At BYU we are interested in the souls of our students. Interestingly both the religion and science departments here are wrestling with the hard issues. When I was here as an undergraduate the climate was different. Religion and science departments were at war and both warned students about the other. This is not the case anymore. Both sides have realized that the war was unnecessary and costly (I lost five of my best friends in this war all who became unbelieving scientists because the creationismizers told them early on there was no way to be faithful Mormon and a evolutionary scientist, with or without circumcision).
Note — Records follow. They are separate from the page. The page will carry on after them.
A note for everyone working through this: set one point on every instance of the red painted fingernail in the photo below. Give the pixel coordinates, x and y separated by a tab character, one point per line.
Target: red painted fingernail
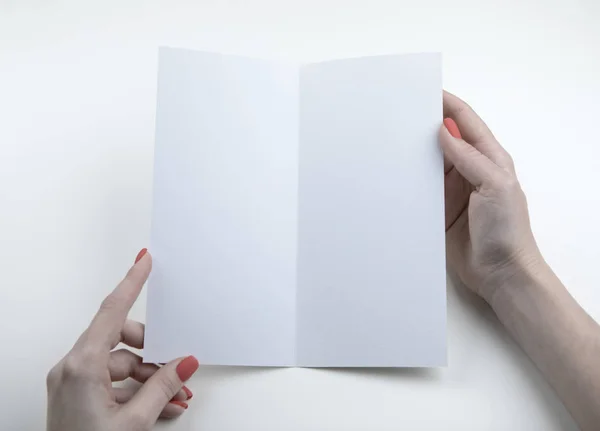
140	254
452	128
188	393
186	368
180	404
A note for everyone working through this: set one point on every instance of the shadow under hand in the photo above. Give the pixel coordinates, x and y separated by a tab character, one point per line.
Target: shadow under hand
471	317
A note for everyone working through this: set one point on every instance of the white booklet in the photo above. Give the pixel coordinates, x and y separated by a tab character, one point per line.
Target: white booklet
298	214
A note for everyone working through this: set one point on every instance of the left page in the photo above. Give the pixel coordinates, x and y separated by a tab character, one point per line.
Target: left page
224	216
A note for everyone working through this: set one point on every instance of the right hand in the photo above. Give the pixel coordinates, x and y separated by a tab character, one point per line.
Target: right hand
488	234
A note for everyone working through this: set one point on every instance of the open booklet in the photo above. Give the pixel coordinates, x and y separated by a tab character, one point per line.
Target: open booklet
298	213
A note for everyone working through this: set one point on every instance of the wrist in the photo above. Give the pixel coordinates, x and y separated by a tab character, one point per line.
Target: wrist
525	273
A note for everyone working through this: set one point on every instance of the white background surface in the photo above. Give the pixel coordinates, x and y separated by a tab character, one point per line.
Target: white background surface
77	101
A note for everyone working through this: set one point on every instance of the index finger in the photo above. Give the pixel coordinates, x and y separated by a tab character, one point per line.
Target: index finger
105	329
475	131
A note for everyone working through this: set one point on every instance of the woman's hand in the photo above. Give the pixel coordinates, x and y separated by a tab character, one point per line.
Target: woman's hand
80	391
488	235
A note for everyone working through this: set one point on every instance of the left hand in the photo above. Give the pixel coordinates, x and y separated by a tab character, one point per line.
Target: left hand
80	391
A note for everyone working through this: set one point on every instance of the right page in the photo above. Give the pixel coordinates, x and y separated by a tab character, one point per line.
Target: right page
371	257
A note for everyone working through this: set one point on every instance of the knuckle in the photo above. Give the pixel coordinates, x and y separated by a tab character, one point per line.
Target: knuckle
110	302
74	367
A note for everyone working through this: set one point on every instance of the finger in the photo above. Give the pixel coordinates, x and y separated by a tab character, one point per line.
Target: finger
476	168
132	334
173	409
153	396
453	129
125	364
105	329
457	191
475	131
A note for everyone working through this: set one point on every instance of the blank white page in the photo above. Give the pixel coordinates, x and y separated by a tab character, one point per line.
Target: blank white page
224	215
371	255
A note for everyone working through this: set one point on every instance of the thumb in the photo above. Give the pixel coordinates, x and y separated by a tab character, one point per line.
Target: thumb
159	389
468	161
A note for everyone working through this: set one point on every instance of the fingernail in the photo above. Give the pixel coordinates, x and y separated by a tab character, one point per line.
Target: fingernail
140	255
186	368
180	404
188	393
452	127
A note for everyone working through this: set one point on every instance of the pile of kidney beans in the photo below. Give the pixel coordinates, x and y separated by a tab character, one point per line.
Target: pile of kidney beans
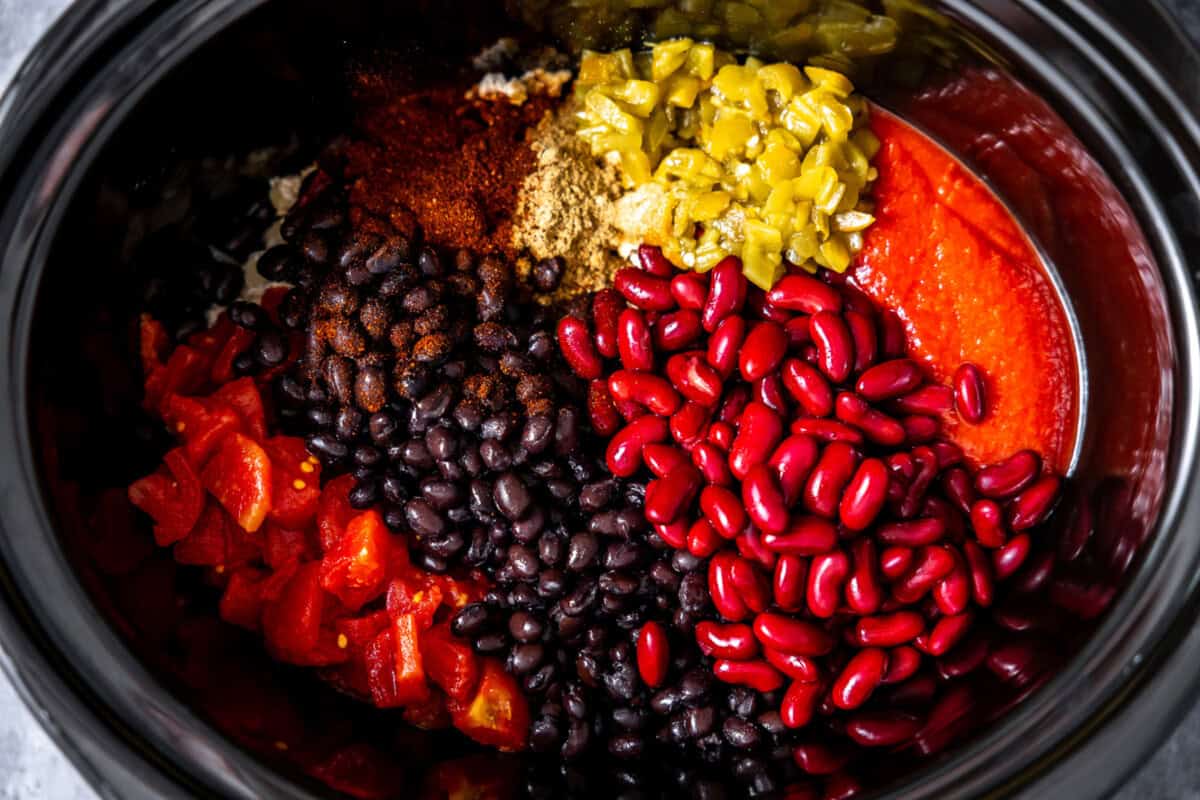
851	554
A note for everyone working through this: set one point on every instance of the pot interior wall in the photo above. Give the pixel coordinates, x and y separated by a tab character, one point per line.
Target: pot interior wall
273	82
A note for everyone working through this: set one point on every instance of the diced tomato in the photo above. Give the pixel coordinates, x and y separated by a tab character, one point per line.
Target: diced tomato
430	715
172	497
239	476
450	662
244	397
283	545
292	624
357	570
199	423
360	771
295	481
153	343
417	597
498	714
185	373
243	600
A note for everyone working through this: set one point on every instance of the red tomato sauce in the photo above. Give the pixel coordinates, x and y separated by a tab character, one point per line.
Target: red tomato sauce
957	268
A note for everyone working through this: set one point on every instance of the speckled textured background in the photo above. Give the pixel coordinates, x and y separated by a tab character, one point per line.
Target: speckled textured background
30	765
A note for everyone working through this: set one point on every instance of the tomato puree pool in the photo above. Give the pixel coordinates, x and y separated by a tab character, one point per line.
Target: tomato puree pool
954	264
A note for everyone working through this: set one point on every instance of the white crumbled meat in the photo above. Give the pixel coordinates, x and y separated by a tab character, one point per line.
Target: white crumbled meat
285	191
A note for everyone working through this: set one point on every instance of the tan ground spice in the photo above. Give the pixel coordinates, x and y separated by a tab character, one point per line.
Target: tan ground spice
565	206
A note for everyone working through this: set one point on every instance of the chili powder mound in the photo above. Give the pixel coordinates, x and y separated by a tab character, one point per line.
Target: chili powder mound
454	163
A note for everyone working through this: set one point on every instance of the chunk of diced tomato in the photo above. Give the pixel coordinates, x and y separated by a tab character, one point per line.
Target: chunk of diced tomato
239	476
498	714
355	571
295	481
172	497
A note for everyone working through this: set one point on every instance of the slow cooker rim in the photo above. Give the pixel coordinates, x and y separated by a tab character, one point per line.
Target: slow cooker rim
9	624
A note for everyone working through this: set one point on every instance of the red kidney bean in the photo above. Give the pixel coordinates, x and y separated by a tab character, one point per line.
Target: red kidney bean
790	582
751	548
765	500
643	290
969	394
725	343
982	585
876	426
835	348
889	379
804	294
712	463
606	307
672	493
726	597
703	539
663	458
988	522
827	577
624	452
903	663
751	585
645	389
799	703
863	591
864	494
634	341
833	470
689	425
892	336
762	350
797	330
726	293
808	386
1033	505
721	435
882	728
946	633
1009	558
733	403
791	635
652	259
768	390
733	641
677	330
791	665
912	533
894	561
1009	476
889	630
605	417
724	510
827	431
575	343
933	564
653	654
695	378
931	400
757	675
820	759
964	659
793	461
760	432
959	487
805	536
862	331
859	678
675	533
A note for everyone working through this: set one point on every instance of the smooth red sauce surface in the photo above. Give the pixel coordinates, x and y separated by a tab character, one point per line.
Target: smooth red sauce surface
953	263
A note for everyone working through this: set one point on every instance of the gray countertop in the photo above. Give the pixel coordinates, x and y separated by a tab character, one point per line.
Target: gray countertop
30	765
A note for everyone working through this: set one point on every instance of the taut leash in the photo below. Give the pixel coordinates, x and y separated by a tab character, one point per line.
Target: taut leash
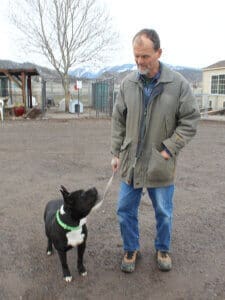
105	192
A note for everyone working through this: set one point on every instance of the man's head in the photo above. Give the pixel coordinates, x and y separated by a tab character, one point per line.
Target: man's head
147	51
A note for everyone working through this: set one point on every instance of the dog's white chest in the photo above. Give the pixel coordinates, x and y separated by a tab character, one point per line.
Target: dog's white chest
76	237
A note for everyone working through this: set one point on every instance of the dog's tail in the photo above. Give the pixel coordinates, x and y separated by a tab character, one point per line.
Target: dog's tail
64	191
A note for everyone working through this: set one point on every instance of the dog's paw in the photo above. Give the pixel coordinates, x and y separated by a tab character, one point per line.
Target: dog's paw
68	278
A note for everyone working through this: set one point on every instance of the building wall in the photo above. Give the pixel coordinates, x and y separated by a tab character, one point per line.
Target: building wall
216	102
But things are much different. At the invitation of the Department of Religion earlier this month I was asked to talk to seminary teachers about evolution. I showed them the evidence, we talked about faith, we came to understand that no good comes of confusing students who are facing the most exciting evolutionary story the world has ever seen: Genetics, archeology, paleontology, medicine, crop science are all developing in amazing ways under the insights gained by evolutionary biology. The amazing thing was as we explored the issues for four full hours we saw little reason to keep up the war. It was a faith promoting and spiritual experience—and that with a line of hominid skulls lined up on the table. Religion and Science must work together to try and sort out difference, challenges and sticking points. There is work to do. It’s all not been sorted. But rather than sticking our heads in the sand, we are using all the tools at our disposal to find answers to hard questions. And it’s happening at places like BYU.
I do not doubt that I will continued to be called an apostate and face patently ridiculous claims that I am attacking general authorities by trying to wrestle with challenging problems reconciling science and religion. Like the stories of Japanese solders rumored to be marooned on tropical islands who continued to fight WWII long after it ended, so too these internet purveyors of hatred and judgment, who follow scientists around decrying their work as evil, are stuck in a mode of discourse that has long since moved past such contentious and vicious myopia. Science and religion are no longer the enemies such views continue to proclaim.
And such views continue to do real harm. They embarrass the Church by painting it as unenlightened and afraid of science. But their growing irrelevance is encouraging. Their faulty use of logic, reason and facts is apparent to the most casual observer.
I will continue to seek a reconciliation with to of the most beautiful things we discovered about knowledge both spiritual and physical, from all its sources. I will continued to be attacked and receive veiled threats. I will not respond directly to such violent, mean-spirited, and hateful blog posts, because their silliness says more about them than me, but it is important to know that the quest for understanding will continue. It’s important to see that the division between science and religion that such maintain with the vigilance of a bedraggled river rat defending its darkened hole, is being torn down. Light is flooding in and new knowledge is being poured down upon the heads of the Latter-day saints in wondrous ways. It’s the dawning of brighter light that will outshine the darkness of shriveled blogsters.